If a sequence $$\{f_n\}$$ is convergent in $$\left(C[0,1],||\cdot||_{\infty}\right)$$ then it is also convergent in $$\left(C[0,1],||\cdot||_1\right)$$.

I think I understand why this is true. (In my own words) The relationship between the supremum norm and the usual norm (really any p-norm) is that the supremum norm is the greatest value in all p-norms. So, for all sequences, if the sequence is convergent in the supremum norm it's convergent in all norms on the same space. Is this true?

Also, for a sequence to converge it means
$$\exists \, f \,\ni \,\forall \,\epsilon>0 \,\exists\, N\ni\, \forall\, x\in C[0,1]$$
$$||f_n-f||_{\infty}<\epsilon \quad \forall n>N$$

This is a given, but how could I use that to prove the implied part? This is for my own edification.

Also, I can think of a counter example to show the other direction is not true.
Such as, $$f_n(t)=t^n \quad \text{then} \quad ||f_n||_1\rightarrow 0$$
but, $$||f_n||_{\infty}\rightarrow 1$$

The first statement is not true in general, only for measure spaces where the total measure is finite.

Counterexample on the real line:

fn(x)=1 -n<x<n, =0 |x|>n+1, and connect up to be continuous in between.
sup |fn(x)|=1, while all Lp norms become infinite.

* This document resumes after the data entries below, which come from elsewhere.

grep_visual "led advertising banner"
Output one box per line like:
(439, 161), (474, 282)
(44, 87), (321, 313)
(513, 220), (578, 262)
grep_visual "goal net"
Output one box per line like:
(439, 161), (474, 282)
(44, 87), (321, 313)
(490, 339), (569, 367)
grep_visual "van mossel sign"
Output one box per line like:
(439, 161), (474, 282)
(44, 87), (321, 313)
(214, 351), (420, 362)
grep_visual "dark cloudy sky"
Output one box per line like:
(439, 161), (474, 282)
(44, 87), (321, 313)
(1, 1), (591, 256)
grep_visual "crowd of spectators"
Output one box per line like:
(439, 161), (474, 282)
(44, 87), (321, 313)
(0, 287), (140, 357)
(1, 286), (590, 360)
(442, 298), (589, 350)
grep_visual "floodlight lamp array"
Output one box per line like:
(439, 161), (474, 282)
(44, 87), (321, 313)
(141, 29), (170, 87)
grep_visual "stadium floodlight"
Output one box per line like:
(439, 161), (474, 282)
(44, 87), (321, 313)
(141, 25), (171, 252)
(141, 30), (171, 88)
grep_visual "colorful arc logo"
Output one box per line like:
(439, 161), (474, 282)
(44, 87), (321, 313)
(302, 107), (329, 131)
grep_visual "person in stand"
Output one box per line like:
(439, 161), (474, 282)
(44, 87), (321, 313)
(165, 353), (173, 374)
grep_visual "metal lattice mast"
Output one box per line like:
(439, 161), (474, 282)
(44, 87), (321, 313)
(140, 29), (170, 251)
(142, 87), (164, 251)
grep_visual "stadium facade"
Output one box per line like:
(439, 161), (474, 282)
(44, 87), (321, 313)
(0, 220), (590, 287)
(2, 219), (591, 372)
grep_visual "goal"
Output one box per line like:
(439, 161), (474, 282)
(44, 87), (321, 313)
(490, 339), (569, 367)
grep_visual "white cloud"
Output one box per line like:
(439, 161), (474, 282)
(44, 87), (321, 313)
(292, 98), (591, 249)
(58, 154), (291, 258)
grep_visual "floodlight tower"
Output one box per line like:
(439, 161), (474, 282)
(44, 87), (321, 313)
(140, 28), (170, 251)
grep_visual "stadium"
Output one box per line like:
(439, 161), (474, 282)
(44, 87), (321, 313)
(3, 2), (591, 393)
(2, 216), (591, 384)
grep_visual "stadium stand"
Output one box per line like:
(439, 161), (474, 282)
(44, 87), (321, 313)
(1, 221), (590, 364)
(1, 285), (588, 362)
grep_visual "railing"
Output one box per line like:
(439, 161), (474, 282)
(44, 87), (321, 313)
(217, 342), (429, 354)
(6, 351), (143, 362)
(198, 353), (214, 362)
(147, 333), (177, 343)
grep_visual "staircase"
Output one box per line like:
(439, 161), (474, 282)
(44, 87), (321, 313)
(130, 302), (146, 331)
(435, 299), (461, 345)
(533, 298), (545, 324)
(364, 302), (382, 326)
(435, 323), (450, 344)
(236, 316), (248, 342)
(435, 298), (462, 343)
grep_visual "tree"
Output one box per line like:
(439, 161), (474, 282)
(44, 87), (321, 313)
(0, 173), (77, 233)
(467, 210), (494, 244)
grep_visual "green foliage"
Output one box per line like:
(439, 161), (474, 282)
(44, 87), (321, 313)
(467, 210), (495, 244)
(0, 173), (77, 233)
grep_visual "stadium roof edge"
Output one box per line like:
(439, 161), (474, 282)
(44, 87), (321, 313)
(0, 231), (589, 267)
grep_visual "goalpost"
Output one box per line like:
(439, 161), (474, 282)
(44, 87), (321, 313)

Right, thank you. That is a good point. I haven't yet thought about this proclamation in all spaces. My statement was about the behavior was concerning this normed metric space.

Since (C[0,1],$$||\cdot||_{\infty}$$) is complete and $$\{f_n\}$$ is convergent,
we know every sequence in (C[0,1],$$||\cdot||_{\infty}$$) is Cauchy convergent and converges uniformly $$\Rightarrow \quad ||f_n-f||_{\infty}\rightarrow \, 0$$.
Because of this we also know:
$$||f_n-f||_1=\int_0^1|f_n(t)-f(t)|dt\leq\int_0^1||f_n-f||_{\infty}dt=||f_n-f||_{\infty}$$
Therefore,
$$||f_n-f||_1\rightarrow \, 0$$

Is my reasoning correct?

Yes, You can use the same idea for all Lp norms.